# Portugiesischer Fischtopf (einfach !)



## Rheinspezie (15. Mai 2013)

Hallo zusammen,

hier ein einfaches, mediterranes Fischrezept, welches in Portugal sehr beliebt ist :

Ihr braucht :

Zwiebeln , Paprika , Tomaten , Knoblauch , Olivenöl , Weißwein ,

Salz , Pfeffer und natürlich Fisch.

Fisch ( diverses , Karbonade oder Filet , was gerade da ist ).

Zitrone , wahlweise Zitronenthymian/Basilikum.


Ich mache den Fischtopf mit Hechtfilet , welches ich mit dem Thymian, etwas Zitrone, Basilikum , Pfeffer und Olivenöl zuvor mariniert habe.

Die  Zubereitung ist ganz einfach : Zwiebeln grob schneiden, Paprika in Streifen schneiden, Tomaten würfeln , Knoblauch in dünne Scheiben schneiden .

Die Zwiebeln zuerst in den Topf ( ich habe zuvor etwas Öl eingegeben ) , dann die Paprika .

Das Ganze einmal schön anbraten und die Tomaten darübergeben.

Kräftig salzen und Pfeffern.

Weißwein zugeben, den Fisch auf das Gemüse betten , Knoblauch obenauf , ebenfalls salzen, pfeffern und mit reichlich Olivenöl versehen ( " ca " 6 Esslöffel ).

Hitze reduzieren und das Ganze mit Deckel ca. 30 Min. schmurgeln lassen.

Beilage : Brot/Kräuterbaguett/Kartoffeln, was eben da ist.


Fertich :m

Ein einfaches und gesunders Gericht, wie ich denke und auch nicht kompliziert.

Ich hoffe, es schmeckt Euch .

R.S.


----------



## cafabu (16. Mai 2013)

*AW: Portugiesischer Fischtopf (einfach !)*

Moinsen,
hört sich klasse an. Das muss ich unbedingt mal ausprobieren.
Carsten


----------



## Brettener86 (16. Mai 2013)

*AW: Portugiesischer Fischtopf (einfach !)*

Toll!!

Und das Bild sieht auch super aus


----------



## Schwxdxnfxschxr (16. Mai 2013)

*AW: Portugiesischer Fischtopf (einfach !)*

@Rheinspezie
ich mache diese Fischsuppe ebenfalls sehr gern (mit wenigen Veränderungen), aber dass es ein Portugiesischer Fischtopf ist, muss ich mir merken. Ich mache zusätzlich noch eine Kohlart rein, entweder Weiss- oder Spitzkohl oder Brokkoli und ich ersetze einen Teil des Weissweines durch Fischfond oder Gemüsebrühe (selbst gemacht). Du hast vollkommen Recht, das ist ein einfaches aber überaus schmackhaftes Gericht und es ist 'Wurscht', welchen Fisch man dazu einsetzt, der Geschmack wird natürlich davon beeinflußt. 
Ich habe gleich ne Pfütze auf der Zunge - muss eh einkaufen heute.
Gruß Schwefi


----------



## SC-Fischer (16. Mai 2013)

*AW: Portugiesischer Fischtopf (einfach !)*

Spitze!#6


----------



## Rheinspezie (16. Mai 2013)

*AW: Portugiesischer Fischtopf (einfach !)*

Hallo,

komme gerade aus der Küche und habe mir den Fischtopf schmecken lassen - frisch, leicht und köstlich.
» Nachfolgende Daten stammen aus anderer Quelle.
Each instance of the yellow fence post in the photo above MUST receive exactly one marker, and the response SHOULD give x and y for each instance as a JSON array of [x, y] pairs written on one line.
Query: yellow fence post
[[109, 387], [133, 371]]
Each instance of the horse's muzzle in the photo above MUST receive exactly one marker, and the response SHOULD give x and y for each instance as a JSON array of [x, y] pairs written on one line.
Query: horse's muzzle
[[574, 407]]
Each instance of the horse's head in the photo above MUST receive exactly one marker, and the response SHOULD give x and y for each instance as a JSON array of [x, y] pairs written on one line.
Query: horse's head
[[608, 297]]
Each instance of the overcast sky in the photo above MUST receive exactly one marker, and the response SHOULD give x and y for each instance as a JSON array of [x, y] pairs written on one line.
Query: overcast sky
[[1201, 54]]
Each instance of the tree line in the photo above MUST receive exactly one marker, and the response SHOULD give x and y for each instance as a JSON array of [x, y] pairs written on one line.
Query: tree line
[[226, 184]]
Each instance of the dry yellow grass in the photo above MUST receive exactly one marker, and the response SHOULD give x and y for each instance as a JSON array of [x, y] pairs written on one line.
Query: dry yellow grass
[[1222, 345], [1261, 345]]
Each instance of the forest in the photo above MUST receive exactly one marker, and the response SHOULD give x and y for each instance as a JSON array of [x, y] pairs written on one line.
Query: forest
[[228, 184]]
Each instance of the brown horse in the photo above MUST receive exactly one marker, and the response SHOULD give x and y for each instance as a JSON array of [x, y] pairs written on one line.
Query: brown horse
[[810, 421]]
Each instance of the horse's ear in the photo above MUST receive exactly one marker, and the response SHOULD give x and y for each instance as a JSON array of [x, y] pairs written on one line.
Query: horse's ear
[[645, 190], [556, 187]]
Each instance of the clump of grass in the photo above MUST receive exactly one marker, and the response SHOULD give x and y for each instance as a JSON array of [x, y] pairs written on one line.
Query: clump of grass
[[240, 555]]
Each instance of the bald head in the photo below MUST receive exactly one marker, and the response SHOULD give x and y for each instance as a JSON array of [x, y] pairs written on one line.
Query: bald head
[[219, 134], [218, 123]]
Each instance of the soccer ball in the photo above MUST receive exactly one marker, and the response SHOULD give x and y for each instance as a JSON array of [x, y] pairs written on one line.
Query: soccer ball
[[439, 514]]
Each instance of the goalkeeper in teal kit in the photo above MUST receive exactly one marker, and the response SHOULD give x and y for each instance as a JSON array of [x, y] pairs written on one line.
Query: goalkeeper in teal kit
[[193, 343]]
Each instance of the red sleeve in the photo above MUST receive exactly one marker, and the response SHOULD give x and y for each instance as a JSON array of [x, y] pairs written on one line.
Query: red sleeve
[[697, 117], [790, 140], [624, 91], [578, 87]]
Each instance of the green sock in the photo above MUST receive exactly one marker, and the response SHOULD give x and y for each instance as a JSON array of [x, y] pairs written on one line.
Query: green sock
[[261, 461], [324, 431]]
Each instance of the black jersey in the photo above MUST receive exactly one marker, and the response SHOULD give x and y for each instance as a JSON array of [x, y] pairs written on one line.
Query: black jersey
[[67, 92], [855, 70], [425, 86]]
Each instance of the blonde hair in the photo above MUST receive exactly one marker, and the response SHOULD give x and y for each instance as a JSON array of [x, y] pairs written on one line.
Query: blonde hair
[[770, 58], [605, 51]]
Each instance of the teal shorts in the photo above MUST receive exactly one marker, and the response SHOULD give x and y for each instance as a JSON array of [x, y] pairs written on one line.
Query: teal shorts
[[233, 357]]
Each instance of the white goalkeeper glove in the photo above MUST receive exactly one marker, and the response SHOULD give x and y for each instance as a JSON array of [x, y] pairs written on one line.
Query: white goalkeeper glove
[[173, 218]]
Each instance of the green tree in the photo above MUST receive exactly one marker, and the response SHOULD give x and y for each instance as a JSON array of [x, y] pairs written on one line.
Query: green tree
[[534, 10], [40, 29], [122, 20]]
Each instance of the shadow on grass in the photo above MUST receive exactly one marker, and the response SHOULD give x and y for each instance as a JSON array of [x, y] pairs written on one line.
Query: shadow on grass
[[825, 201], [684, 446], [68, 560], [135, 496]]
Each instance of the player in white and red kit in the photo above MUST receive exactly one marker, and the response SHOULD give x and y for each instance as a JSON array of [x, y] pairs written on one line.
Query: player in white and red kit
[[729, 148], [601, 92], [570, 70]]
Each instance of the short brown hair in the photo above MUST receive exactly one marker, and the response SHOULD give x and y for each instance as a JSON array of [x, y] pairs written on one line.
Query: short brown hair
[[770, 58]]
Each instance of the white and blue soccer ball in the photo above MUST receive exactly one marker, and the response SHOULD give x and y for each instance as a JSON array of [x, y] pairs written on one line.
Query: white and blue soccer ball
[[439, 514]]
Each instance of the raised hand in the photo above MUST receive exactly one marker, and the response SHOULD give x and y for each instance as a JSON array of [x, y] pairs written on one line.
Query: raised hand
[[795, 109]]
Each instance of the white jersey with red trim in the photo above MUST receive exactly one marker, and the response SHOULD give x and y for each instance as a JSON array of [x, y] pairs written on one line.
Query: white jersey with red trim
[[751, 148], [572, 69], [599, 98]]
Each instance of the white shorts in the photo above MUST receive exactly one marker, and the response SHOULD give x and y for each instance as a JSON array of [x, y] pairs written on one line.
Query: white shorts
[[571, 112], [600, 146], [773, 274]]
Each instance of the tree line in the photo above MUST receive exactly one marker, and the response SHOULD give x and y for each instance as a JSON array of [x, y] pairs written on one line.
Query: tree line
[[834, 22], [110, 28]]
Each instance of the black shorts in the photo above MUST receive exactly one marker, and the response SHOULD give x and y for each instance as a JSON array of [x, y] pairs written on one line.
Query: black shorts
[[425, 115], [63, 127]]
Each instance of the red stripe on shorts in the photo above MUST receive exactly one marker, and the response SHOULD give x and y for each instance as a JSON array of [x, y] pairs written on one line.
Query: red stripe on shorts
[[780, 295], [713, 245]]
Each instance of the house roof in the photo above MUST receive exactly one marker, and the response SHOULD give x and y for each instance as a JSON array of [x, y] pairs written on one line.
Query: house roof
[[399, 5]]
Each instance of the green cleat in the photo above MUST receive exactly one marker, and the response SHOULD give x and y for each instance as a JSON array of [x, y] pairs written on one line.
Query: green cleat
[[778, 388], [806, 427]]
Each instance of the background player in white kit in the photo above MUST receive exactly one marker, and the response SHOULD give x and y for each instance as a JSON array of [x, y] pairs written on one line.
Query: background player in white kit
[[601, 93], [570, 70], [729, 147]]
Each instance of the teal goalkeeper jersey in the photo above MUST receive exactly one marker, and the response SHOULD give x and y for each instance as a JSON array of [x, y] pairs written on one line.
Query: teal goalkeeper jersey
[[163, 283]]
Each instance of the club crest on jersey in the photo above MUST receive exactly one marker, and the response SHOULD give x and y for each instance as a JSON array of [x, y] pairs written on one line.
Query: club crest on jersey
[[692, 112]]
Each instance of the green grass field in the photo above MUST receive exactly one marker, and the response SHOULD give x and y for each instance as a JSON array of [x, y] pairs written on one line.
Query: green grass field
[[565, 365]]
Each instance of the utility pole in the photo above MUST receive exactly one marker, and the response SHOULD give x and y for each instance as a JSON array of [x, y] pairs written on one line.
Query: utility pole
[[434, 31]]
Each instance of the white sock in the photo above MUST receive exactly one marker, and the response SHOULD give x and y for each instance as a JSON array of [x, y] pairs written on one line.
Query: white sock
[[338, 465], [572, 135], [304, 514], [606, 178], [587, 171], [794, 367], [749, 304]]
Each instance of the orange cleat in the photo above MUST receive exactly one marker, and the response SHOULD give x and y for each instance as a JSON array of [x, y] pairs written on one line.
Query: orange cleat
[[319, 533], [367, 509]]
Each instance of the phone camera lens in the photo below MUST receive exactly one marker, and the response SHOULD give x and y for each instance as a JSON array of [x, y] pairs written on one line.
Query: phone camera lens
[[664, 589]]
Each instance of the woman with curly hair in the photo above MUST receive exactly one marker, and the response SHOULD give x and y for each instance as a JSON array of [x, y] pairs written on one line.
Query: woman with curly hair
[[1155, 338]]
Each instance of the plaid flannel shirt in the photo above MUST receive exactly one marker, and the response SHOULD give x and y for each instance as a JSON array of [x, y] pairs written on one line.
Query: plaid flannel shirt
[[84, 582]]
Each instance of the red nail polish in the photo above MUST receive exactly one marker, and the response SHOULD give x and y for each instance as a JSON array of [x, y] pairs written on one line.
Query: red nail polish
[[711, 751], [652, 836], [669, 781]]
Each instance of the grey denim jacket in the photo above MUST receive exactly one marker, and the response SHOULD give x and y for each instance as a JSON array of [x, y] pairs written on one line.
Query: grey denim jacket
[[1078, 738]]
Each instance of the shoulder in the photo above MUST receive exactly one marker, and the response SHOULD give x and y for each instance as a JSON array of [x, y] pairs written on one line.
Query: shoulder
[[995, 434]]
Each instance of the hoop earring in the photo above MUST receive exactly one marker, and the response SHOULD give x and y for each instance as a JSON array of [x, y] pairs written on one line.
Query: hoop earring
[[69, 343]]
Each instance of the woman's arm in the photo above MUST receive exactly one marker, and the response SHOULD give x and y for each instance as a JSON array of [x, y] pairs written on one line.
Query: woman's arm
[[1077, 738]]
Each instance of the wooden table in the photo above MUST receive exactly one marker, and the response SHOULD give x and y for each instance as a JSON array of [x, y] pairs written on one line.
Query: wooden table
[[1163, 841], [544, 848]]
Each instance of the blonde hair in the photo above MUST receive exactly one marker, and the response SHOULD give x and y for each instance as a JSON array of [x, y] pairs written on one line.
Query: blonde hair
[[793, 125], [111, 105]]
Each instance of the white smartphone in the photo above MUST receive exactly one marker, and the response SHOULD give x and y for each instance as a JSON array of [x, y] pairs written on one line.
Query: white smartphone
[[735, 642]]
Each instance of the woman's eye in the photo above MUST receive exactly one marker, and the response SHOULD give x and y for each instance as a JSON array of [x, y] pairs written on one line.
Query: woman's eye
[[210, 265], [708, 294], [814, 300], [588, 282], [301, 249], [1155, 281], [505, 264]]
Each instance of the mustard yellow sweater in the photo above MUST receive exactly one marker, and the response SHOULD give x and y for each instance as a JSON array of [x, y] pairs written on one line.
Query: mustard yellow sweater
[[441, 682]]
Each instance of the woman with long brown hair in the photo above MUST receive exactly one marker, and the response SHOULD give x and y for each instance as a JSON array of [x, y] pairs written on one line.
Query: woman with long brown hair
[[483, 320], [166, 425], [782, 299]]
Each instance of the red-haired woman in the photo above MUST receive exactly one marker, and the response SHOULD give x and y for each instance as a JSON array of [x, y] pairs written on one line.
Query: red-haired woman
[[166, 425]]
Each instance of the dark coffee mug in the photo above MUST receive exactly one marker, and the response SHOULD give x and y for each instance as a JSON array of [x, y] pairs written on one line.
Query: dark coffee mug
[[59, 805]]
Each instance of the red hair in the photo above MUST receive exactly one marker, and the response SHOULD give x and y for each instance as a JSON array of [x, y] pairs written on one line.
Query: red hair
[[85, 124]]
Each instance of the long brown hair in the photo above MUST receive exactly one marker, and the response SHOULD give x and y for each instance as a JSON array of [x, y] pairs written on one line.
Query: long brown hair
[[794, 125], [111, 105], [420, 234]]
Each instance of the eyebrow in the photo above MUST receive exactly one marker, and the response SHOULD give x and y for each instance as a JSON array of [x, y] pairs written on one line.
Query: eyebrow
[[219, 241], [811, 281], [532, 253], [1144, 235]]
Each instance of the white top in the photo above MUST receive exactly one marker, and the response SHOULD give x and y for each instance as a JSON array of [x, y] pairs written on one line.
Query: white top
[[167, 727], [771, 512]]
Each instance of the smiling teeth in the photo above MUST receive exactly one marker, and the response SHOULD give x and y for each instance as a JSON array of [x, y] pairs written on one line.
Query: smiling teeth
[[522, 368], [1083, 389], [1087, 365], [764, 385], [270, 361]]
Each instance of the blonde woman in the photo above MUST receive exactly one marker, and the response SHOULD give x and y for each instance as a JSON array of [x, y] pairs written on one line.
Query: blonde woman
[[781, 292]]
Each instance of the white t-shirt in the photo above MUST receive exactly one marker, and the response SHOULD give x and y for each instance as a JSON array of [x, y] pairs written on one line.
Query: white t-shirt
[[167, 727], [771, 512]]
Auch , wer nicht so gerne kocht, kann sich schnell und einfach 
was gesundes, leckeres zaubern :l

Das mit dem selbstgemachten Fischfond hört sich auch sehr gut an, es sollte aber keine "Instant" - Brühe dran, wie ich finde !

Ich hatte übrigens dem Filet zuvor die Gräten gezogen, mit einer kleinen Zange - und habe es nicht bereut...

In Zukunft werde ich noch andere Fischarten verwenden und ggf. ein paar Safran - Fäden hinzugeben.

guten Appetit  , R.S.


----------



## woern1 (16. Mai 2013)

*AW: Portugiesischer Fischtopf (einfach !)*

Sieht gut aus, werde ich mal nachkochen.

Wobei muss der Fisch wirklich 30 min. mit- 'schmurgeln'?

Je nach Dicke würde ich dem max. 5-8 min. geben.

Aber mal schauen.

Danke für die 'Vorstellung'.

TL

werner


----------



## Rheinspezie (16. Mai 2013)

*AW: Portugiesischer Fischtopf (einfach !)*



woern1 schrieb:


> Sieht gut aus, werde ich mal nachkochen.
> 
> Wobei muss der Fisch wirklich 30 min. mit- 'schmurgeln'?
> 
> ...




Moin, 

die Dauer des Schmurgelns ist wichtig,damit das Gemüse gar wird.

Bei dünnen Filetscheiben kannst Du den Fisch einfach später dazulegen und wieder Deckel drauf.

so gart er solange, wie Du es willst.

R.S.


----------



## Brummel (16. Mai 2013)

*AW: Portugiesischer Fischtopf (einfach !)*

Hallo Rheinspezie#h,

super Rezept:m, der Zusatz "portugiesischer ..." interessiert mich dabei weniger, ich mach anner Pfanne sowieso was ich will.
Es gibt unglaublich viele Variationen Fisch zuzubereiten, das lass ich mir ungern durch irgendwelche "Step by Step" - Anleitungen vorschreiben, aber Dein Grundgerüst kommt meinem Geschmack ziemlich nahe.  
Jetzt hab ich kurz vor Mitternacht wieder Kohldampf und muß die TK mal inspizieren!

Gruß Torsten#h


----------